A transient database object exists only as long as an application has an open connection to the database. All transient objects disappear when the application shuts down the database. An in-memory database will contain only transient objects, i.e. objects that reside in memory only for the duration of the application that creates the database, or, for shared memory databases, until the shared memory segment is removed. A persistent database object resides on a persistent storage device, usually a Hard Disk Drive (HDD) or Solid State Drive (SSD).

The number of transient objects is limited by the memory space available. Actually the database uses the assigned memory area not only for the transient objects but also for the indexes and internal metadata structures. The number of persistent objects is limited by the persistent storage device so a persistent database may contain terabytes of data. It should be noted that the database storage (memory and persistent) can be extended at runtime to fit more data.

Persistent databases can contain only persistent objects or it is possible to create hybrid databases which contain both transient and persistent objects. The transient objects have transient indexes and persistent objects have persistent indexes. This means that a persistent database does not need to be re-indexed after re-opening. Also the persistent objects and persistent indexes have different memory layouts (due to the nature of their implementation) so it should not be surprising that a persistent and a transient object of the same structure (in the schema) have different memory requirements.
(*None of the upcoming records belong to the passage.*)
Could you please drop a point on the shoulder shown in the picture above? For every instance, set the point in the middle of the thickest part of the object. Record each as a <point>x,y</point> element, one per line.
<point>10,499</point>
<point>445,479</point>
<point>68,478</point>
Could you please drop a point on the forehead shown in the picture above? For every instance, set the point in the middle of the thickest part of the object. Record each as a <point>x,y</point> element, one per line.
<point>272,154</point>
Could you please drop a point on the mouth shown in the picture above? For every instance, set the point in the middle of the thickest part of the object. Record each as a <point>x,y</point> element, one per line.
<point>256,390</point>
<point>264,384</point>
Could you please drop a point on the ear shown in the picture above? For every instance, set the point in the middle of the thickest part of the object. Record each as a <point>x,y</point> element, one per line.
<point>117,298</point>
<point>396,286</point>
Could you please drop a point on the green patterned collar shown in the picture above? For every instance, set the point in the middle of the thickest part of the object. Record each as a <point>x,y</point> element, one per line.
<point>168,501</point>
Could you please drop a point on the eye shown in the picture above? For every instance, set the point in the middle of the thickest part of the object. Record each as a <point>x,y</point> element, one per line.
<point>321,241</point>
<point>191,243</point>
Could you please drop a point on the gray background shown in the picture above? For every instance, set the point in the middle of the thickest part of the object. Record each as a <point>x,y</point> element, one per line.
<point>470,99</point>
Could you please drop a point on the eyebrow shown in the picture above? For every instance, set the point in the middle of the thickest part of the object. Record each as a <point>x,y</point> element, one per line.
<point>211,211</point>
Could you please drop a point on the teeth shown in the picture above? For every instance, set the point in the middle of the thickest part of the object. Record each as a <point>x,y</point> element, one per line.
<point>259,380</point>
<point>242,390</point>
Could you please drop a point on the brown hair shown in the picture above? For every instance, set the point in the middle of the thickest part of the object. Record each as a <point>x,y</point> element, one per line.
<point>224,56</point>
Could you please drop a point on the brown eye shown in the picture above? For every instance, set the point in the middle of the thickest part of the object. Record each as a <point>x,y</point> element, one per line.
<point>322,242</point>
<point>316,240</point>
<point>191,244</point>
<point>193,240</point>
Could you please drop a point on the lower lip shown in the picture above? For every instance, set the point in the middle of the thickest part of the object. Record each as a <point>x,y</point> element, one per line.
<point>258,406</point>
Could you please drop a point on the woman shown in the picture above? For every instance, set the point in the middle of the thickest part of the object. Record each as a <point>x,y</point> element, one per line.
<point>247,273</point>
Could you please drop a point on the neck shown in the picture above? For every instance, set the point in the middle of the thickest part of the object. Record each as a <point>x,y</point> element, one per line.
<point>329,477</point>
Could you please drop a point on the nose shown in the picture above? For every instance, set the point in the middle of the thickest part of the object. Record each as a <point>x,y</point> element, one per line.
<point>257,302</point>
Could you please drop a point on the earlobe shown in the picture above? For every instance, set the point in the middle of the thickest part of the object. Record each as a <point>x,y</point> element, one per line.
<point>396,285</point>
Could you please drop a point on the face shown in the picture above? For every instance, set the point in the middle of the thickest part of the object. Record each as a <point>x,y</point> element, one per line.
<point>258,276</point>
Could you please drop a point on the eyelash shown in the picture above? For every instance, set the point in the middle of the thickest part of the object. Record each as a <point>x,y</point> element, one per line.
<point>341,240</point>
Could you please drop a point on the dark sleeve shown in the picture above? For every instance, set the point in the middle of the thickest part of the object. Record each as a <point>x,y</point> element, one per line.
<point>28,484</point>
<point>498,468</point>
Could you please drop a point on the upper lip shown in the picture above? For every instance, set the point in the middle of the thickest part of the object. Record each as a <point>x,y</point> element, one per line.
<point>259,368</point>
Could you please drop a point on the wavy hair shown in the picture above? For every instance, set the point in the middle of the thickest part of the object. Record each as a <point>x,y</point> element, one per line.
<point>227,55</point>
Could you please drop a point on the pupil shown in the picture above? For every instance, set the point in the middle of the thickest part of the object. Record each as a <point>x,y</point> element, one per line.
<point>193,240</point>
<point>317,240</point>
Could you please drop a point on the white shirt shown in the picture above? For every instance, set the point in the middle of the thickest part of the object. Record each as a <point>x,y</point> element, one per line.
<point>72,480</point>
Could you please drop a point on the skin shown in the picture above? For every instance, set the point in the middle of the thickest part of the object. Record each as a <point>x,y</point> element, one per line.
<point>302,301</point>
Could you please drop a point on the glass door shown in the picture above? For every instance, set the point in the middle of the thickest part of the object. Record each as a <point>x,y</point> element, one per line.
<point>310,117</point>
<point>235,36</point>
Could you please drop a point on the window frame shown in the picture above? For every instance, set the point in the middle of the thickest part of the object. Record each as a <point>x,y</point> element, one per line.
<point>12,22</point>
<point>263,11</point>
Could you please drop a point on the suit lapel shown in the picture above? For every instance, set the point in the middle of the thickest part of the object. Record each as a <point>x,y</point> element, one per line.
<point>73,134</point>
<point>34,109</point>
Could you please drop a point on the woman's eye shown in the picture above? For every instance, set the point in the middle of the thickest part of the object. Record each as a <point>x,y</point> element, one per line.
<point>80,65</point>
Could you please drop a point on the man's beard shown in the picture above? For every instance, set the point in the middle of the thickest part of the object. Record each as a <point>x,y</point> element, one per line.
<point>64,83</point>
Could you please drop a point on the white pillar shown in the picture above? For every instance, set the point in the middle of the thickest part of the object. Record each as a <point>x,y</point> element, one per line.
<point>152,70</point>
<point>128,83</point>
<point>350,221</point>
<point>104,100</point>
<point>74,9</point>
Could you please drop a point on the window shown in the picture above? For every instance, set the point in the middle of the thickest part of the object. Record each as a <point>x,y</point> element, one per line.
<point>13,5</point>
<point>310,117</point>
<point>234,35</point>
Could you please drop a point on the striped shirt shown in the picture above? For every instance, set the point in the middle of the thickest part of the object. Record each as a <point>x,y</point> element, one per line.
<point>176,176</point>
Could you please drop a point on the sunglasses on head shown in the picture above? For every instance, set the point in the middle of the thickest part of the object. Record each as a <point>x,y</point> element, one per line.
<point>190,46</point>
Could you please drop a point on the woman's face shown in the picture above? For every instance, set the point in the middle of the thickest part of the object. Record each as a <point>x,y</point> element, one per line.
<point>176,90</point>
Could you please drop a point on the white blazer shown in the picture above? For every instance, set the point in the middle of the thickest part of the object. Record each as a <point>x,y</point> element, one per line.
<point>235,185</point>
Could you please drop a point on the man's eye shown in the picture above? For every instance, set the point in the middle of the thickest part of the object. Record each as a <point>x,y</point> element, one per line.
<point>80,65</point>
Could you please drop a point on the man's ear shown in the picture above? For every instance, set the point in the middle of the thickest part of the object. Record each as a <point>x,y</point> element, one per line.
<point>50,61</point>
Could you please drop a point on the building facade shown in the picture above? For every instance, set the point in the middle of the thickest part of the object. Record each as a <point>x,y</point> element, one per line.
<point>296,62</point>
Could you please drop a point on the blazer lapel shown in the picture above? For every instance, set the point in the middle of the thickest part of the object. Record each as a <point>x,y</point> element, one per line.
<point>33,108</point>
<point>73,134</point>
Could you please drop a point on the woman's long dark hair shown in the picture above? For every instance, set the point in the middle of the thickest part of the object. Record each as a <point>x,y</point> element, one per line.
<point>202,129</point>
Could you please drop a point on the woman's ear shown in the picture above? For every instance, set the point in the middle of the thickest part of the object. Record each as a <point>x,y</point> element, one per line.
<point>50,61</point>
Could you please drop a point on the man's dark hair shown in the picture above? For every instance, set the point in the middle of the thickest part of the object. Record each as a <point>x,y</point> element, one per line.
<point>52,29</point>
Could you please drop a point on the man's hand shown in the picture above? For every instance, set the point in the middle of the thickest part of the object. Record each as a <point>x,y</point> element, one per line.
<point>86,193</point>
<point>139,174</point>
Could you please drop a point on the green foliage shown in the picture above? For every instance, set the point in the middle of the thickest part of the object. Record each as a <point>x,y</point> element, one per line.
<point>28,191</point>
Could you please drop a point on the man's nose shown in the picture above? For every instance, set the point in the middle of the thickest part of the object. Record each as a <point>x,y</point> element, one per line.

A persistent or hybrid database requires a special device named cache. This memory area is used by the eXtremeDB runtime as a buffer between the persistent storage media and the application where it loads the persistent objects data and indexes. In common practice, it is best to specify the cache size as large as possible to give the application maximum performance in data transactions. For a detailed description, please see the Persistent Database I/O page.

The application determines the type and size of storage by defining storage devices for the database data, metadata, and for persistent objects the cache and transaction log.